Durant la Seconde Guerre mondiale, le commandant Ernest Krause (Tom Hanks) se voit confier une mission délicate. Lui et son destroyer, le Greyhound, doivent mener l’escorte d’un gros convoi de 37 navires alliés traversant l’Atlantique à destination de l’Angleterre. Le convoi doit passer dans le « Dark Pit », une zone très périlleuse, car hors de portée des aviations américaines ou britanniques. C’est la première fois que Krause fait cette traversée et cette Transatlantique inaugurale, affectée par une météo très orageuse, va s’avérer un cauchemar. Car une meute de U-Boote, les sous-marins nazis, a repéré le convoi et entend bien couler l’essentiel des navires avant leur arrivée à Liverpool.
Un pari risqué...
Greyhound est un vieux projet de Tom Hanks, annoncé par la star en 2016 et inspiré d’un livre de mémoires déniché dans une brocante. Greyhound n’est d’ailleurs pas le premier scénario du comédien et réalisateur. Tom Hanks est déjà passé à l’écriture dans des séries télé (De la Terre à la Lune, Frères d’armes) ainsi qu'au cinéma (Il n’est jamais trop tard). Auteur et financier du film, Tom Hanks a fait sur Greyhound un double pari a priori louable : celui du réalisme et de l’authenticité historique avec, en bonus, une écriture sensible des personnages jouant moins sur l’expressivité que sur le sous-entendu. Derrière les caméras, c’est le cinéaste Aaron Schneider qui s’y colle. Également un pari gonflé. Si l’on excepte Le grand jour avec Robert Duvall (2009), cet ex-directeur photo livre ici son premier « grand » film.
Trop de réalisme ?
Bâti sur des postulats louables et même audacieux, USS Greyhound peine malgré tout à convaincre. Dans l’action, le parti pris du réalisme (navires, équipements) rend la chasse aux sous-marins très technique, peu limpide donc et entraîne en prime de multiples et lassantes répétitions d’ordres qui alourdissent considérablement les dialogues.
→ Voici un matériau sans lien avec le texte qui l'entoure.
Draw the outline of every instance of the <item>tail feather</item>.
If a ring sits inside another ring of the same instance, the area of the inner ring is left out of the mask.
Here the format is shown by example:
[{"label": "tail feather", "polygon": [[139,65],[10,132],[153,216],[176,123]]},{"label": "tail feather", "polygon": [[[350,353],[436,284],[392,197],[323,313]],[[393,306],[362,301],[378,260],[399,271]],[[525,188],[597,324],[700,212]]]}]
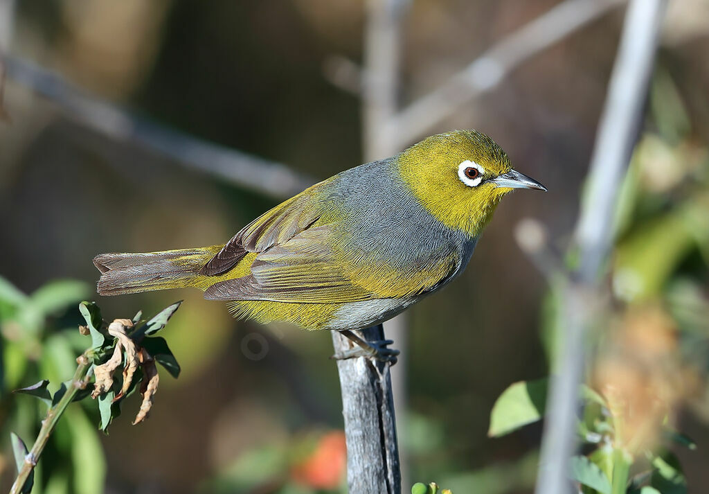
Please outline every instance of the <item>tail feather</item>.
[{"label": "tail feather", "polygon": [[97,290],[102,295],[121,295],[199,287],[203,278],[200,270],[223,246],[99,254],[94,258],[94,265],[101,273]]}]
Si vous avez, comme votre serviteur, beaucoup pratiqué des simulations pointues de sous-marin, tout est pourtant parfait. Mais tel n’est pas le cas du grand public et la mortelle partie de cache-cache dépeinte par Greyhound reste beaucoup trop abstraite pour maintenir convenablement l’intérêt et la tension dramatique. Le réalisateur fait ce qu’il peut pour donner un peu plus de présence visuelle et sonore à ces U-Boote et leurs équipages fantomatiques. Parfois, il prend même de l’altitude pour mieux montrer les trajectoires des uns et des autres. Mais la menace peine malgré tout à prendre une substance tangible.
Trop de non-dits ?
Le traitement des personnages souffre aussi du postulat de Tom Hanks scénariste. Il est effectivement réaliste que le commandant Krause garde en permanence un visage de marbre et cache ses doutes à son équipage, surtout quand il doit prendre des décisions « impossibles » moralement. Tom Hanks, comédien très aguerri, s’en sort d’ailleurs parfaitement bien grâce un jeu très subtil de petits regards, d’infimes hésitations, d’erreurs verbales qui en disent long sur les émois intérieurs de son héros. Mais le réalisateur Aaron Schneider n’est pas à son aise pour filmer ces pépites psychologiques et contrarie ainsi les efforts de sa star. Krause reste d’ailleurs d’autant plus une énigme qu’il ne profite que d’une petite scène introductive en compagnie de sa fiancée (Élisabeth Shue). C’est la seule séquence, en dehors d’un très joli final dans la cabine du commandant, où le héros peut enfin être lui-même et dire qui il est.
USS Greyhound, la bataille de l'Atlantique demeure ainsi un original et appréciable film de guerre, mais il perd hélas en route ce qui aurait pu en faire une grande œuvre marquante.